Gerusalemme, 7 lug. (LaPresse/AP) - Il ministro degli Esteri israeliano, Avigdor Lieberman, ha annunciato che metterà fine alla sua alleanza con il premier Benjamin Netanyahu, sciogliendo la fazione Likud Beytenu. In conferenza stampa, il leader del partito ultranazionalista ha spiegato che profonde differenze lo allontanano da Netanyahu e che non ha quindi più senso mantenere l'alleanza tra i partiti. Tuttavia, ha precisato, il Likud resterà nella coalizione e lui resterà ministro degli Esteri. "Non è un segreto che divergenze di opinione tra me e il premier ultimamente siano diventate sostanziali e non permettano di continuare la partnership congiunta", ha dichiarato Lieberman. Le posizioni diverse, ha spiegato, erano già chiare prima delle elezioni dello scorso anno, quando i due partiti corsero insieme, e da allora non hanno fatto che aggravarsi. Di recente, terreno di scontro sono state le tensioni con i palestinesi, a proposito della risposta da dare ai lanci di razzi provenienti dalla Striscia di Gaza.
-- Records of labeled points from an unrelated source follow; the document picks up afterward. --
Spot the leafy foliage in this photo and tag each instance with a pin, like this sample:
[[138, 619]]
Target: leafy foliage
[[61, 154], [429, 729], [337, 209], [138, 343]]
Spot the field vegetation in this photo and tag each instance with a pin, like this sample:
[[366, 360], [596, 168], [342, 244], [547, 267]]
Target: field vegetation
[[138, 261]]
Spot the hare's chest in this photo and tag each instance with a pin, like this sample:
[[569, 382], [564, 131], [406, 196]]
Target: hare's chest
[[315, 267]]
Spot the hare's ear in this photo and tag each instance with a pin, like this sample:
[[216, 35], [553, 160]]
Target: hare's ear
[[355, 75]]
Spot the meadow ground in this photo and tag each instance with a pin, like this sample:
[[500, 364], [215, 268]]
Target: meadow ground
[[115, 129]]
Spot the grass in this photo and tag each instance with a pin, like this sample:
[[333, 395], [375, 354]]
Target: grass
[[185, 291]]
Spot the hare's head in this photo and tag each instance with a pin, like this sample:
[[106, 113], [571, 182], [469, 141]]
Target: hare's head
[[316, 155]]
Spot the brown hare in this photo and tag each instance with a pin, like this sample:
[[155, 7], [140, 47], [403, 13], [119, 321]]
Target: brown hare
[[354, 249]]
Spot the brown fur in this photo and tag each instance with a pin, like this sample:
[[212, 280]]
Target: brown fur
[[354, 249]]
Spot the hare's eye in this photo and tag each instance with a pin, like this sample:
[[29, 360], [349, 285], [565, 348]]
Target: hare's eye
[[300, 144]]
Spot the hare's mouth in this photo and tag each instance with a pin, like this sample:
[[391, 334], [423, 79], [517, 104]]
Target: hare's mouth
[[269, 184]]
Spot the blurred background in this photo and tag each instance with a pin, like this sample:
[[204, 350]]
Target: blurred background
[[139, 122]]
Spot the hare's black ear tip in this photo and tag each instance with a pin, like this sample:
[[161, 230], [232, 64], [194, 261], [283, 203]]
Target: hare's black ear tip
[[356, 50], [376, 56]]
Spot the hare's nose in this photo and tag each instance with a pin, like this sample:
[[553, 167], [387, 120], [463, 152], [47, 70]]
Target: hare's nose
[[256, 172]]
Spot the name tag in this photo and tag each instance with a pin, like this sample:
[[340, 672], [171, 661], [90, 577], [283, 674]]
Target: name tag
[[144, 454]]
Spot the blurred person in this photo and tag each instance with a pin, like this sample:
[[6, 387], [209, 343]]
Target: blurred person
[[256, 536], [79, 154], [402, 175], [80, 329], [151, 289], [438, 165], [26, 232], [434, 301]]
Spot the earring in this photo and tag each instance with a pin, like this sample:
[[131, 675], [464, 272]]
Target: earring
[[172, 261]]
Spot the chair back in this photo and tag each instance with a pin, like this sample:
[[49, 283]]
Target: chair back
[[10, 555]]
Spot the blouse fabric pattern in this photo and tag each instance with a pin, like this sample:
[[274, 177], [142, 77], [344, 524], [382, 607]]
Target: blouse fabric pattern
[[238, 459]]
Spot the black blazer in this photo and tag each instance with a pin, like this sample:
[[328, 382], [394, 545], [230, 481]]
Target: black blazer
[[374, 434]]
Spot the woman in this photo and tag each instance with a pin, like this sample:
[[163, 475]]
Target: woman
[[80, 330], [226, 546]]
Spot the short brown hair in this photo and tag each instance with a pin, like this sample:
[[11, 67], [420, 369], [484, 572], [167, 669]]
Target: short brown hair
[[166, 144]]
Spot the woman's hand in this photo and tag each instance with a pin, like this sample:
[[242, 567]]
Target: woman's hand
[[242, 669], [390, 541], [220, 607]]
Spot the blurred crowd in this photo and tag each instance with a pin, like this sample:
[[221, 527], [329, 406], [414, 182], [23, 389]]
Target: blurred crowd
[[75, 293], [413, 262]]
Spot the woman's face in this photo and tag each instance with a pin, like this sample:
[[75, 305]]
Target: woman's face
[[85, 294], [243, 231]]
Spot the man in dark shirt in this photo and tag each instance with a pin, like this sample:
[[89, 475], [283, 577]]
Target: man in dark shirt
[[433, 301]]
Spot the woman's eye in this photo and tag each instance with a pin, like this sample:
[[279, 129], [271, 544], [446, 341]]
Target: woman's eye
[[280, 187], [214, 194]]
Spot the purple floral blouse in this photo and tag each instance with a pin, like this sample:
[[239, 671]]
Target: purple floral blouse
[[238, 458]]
Netanyahu ha invocato una risposta moderata, mentre Lieberman si è detto a favore di una vasta operazione militare contro Hamas da attuare con una invasione di terra. La scissione politica non minaccia nell'immediato la coalizione al governo, ma rappresenta una difficoltà per il premier, per cui potrà essere più complicato far approvare le misure nel governo diviso. La lista congiunta controlla 31 seggi nel Parlamento di 120 membri. Senza Lieberman, che ha 11 deputati, il Likud controlla solo 20 seggi.